At this point, the geneticist was leaning towards a diagnosis called Larsen's Syndrome. Larsen Syndrome is a mutation in the Filamin B gene, which helps control and guide proper skeletal development. But this test came back negative.
Anja, now 2 months old, graduated from the NICU and went into the PICU. We got a new set of doctors with a fresh perspective. Unfortunately, we saw an improvement in neither her breathing or her feeding. It was time to start taking more drastic measures, because it was evident that Anja could not live in the intensive care unit for the rest of her life, and decisions had to be made.
It was an agonizing choice for me to make, but eventually my husband and I consented to a g-tube. I remember well the feeling of hopeless loss that came over me the day she had it inserted. I felt like we were "giving up" on her. I felt like I was saying "You will never swallow food!" It was only in hindsight that I was able to realize that this was the best decision we could of made for her. But that hindsight didn't come for a very long time, because I'll be damned if that g-tube wasn't one of the peskiest thing I've ever dealt with at first.

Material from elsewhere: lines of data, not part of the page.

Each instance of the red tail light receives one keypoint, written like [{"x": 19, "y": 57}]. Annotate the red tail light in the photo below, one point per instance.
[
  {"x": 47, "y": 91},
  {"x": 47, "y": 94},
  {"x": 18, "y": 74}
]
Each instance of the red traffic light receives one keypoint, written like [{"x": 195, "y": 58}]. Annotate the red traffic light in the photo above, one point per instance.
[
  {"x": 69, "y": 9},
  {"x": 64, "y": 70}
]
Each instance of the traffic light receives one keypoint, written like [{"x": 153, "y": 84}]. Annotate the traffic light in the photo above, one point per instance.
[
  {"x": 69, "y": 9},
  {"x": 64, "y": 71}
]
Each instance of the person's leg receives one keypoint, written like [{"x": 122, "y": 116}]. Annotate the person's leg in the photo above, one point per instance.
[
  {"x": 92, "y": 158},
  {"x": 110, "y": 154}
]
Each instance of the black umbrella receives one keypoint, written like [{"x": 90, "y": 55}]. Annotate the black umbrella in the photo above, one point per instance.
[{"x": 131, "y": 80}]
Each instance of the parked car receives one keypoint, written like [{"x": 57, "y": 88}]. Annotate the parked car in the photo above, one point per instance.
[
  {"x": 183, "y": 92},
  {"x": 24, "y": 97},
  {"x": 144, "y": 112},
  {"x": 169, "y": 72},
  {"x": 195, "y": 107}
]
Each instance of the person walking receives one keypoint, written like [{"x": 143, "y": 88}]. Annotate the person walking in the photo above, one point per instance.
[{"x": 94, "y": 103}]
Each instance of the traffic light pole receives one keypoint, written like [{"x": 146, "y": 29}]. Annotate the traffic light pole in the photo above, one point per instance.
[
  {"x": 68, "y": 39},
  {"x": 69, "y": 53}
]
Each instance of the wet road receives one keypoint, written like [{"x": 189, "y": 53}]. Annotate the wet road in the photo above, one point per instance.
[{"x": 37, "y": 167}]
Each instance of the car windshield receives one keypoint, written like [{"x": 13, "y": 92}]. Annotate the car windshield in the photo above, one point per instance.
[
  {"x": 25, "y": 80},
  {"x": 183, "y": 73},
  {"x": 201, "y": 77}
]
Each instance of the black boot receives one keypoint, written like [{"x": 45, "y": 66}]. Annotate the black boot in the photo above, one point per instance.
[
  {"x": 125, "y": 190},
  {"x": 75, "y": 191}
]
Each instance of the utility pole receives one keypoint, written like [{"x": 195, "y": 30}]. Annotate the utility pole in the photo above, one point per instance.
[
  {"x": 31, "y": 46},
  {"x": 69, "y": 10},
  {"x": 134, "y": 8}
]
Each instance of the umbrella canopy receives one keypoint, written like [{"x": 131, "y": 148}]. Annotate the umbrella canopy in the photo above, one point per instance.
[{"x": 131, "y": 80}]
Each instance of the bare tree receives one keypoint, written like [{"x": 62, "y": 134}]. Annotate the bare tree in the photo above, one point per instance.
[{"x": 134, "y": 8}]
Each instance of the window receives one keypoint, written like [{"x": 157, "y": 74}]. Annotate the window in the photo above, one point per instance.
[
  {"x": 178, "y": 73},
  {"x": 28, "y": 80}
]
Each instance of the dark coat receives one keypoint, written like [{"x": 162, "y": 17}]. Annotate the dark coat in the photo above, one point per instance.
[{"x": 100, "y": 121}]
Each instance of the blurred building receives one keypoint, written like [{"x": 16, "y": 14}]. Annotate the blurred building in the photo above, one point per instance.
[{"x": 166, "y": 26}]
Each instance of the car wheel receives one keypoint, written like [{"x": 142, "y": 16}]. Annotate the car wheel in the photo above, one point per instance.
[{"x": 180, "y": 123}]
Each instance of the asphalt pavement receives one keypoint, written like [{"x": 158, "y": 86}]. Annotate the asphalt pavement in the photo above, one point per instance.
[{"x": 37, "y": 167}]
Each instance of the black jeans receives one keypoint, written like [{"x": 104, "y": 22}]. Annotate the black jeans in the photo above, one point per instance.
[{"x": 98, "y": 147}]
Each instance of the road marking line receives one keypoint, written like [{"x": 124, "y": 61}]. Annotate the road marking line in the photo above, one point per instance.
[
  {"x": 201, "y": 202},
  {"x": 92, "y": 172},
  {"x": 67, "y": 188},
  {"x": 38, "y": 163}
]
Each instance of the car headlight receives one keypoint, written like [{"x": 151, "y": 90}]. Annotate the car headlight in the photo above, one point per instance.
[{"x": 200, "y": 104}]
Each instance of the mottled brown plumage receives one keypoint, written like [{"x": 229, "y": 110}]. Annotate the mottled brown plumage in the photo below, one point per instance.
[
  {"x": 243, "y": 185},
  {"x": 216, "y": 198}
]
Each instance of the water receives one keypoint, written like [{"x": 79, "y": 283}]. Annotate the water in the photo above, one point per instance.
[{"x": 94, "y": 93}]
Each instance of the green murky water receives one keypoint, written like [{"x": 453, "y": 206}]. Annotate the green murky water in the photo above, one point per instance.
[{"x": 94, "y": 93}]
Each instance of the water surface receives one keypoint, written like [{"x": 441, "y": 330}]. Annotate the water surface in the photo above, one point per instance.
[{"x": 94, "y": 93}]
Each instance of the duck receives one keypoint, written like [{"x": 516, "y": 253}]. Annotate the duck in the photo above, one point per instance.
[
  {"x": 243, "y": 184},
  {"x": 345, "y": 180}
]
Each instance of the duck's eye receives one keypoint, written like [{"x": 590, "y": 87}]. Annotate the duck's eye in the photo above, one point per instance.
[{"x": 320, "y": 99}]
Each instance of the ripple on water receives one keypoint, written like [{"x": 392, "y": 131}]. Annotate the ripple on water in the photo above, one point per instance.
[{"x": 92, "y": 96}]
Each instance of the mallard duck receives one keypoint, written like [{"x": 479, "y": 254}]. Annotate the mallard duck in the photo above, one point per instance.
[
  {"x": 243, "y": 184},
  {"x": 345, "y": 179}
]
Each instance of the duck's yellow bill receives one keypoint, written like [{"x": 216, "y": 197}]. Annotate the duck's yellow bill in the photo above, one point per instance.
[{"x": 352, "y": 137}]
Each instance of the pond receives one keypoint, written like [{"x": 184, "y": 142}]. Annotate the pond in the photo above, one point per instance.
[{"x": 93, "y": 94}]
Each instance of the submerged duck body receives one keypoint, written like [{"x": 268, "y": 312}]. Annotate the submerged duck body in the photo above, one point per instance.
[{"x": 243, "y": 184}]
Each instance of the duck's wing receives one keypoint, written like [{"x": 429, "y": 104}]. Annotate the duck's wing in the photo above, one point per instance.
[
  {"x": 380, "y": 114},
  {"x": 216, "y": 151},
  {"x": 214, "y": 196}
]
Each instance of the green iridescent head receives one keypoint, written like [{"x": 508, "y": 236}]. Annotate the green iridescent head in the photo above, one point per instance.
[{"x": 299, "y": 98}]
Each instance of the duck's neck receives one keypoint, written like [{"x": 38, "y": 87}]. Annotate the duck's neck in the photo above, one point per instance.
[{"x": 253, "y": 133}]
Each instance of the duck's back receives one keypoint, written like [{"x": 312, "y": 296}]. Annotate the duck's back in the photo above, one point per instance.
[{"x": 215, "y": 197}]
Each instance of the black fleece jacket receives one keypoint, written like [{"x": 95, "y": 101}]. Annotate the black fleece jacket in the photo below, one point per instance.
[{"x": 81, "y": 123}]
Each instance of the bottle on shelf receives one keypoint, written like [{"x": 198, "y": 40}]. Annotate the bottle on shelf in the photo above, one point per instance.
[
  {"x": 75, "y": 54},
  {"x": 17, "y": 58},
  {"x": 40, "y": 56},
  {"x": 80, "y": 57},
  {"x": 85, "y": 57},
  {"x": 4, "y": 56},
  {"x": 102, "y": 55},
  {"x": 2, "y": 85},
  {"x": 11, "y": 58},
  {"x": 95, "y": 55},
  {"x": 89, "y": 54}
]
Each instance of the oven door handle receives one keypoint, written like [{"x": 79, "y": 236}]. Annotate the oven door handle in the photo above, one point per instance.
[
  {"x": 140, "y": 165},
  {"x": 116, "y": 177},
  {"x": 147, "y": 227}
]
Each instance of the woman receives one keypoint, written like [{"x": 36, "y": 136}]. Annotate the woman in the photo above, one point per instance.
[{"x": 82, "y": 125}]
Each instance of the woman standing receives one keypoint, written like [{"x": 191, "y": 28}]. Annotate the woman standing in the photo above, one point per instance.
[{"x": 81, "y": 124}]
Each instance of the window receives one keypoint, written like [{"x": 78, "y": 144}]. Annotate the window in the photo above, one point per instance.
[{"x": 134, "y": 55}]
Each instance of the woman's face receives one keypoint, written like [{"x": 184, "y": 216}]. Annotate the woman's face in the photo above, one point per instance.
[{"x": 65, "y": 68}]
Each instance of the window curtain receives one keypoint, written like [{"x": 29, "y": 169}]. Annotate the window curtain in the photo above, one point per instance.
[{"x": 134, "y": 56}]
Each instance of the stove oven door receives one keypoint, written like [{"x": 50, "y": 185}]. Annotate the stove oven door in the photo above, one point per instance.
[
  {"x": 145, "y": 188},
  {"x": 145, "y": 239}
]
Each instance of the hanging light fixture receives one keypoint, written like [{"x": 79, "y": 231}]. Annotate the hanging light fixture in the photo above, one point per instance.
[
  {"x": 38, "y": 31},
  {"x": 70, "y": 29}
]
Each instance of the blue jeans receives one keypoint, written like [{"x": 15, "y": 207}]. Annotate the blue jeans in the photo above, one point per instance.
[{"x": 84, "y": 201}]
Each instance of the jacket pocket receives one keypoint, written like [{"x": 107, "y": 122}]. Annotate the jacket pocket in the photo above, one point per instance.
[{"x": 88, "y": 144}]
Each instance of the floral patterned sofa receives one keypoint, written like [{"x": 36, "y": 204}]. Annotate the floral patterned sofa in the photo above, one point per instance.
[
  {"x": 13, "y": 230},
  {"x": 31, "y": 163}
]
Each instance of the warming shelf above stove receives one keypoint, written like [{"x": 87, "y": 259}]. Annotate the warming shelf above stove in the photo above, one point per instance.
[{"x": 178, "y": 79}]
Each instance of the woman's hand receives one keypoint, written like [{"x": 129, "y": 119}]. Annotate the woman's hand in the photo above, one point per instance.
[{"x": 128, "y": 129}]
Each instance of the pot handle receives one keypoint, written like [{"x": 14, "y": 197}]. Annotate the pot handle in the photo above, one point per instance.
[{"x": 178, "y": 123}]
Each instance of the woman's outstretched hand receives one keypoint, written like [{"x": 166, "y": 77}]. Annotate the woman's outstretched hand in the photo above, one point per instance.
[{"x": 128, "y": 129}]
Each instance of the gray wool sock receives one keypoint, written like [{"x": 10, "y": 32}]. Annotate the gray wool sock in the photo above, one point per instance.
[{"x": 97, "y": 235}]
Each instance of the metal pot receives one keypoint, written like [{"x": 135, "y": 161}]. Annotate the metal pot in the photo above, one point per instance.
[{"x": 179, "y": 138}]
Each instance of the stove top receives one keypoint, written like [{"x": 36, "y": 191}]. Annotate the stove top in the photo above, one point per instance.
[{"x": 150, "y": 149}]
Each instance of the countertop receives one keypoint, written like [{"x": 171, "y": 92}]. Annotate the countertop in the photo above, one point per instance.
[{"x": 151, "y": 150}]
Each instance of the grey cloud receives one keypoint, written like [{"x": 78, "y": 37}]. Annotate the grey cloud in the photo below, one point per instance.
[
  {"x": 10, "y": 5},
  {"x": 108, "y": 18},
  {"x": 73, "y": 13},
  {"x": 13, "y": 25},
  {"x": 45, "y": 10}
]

At long last, On July 11th, 2009, at age 3 months, Anja was released from the hospital for the first time since birth. She came "home" with supplemental oxygen and a g-tube, but she was "home." I put home in quotation marks because we had no real residence in Hawaii. While we were dealing with all these tests and surgeries and castings and decisions in the hospital, we were floating from hotel to hotel to hotel. We stayed, at first, at the Air Force lodging. Then we moved to a civilian hotel off base. Then we moved to a hotel near Pearl Harbor. Then we moved into the Fisher House. I could write a whole book about all the people I met and the things I experienced living in this Fisher House, but that's another post for another time. We found so much support and love there, and I am happy to say that I am still in contact with several of the great people I met while I was there. Despite the difficulties and hardships I was facing, I was able to see other people facing their own scary medical battles, and it made me a better person. That is where Anja came "home" to, the Fisher House.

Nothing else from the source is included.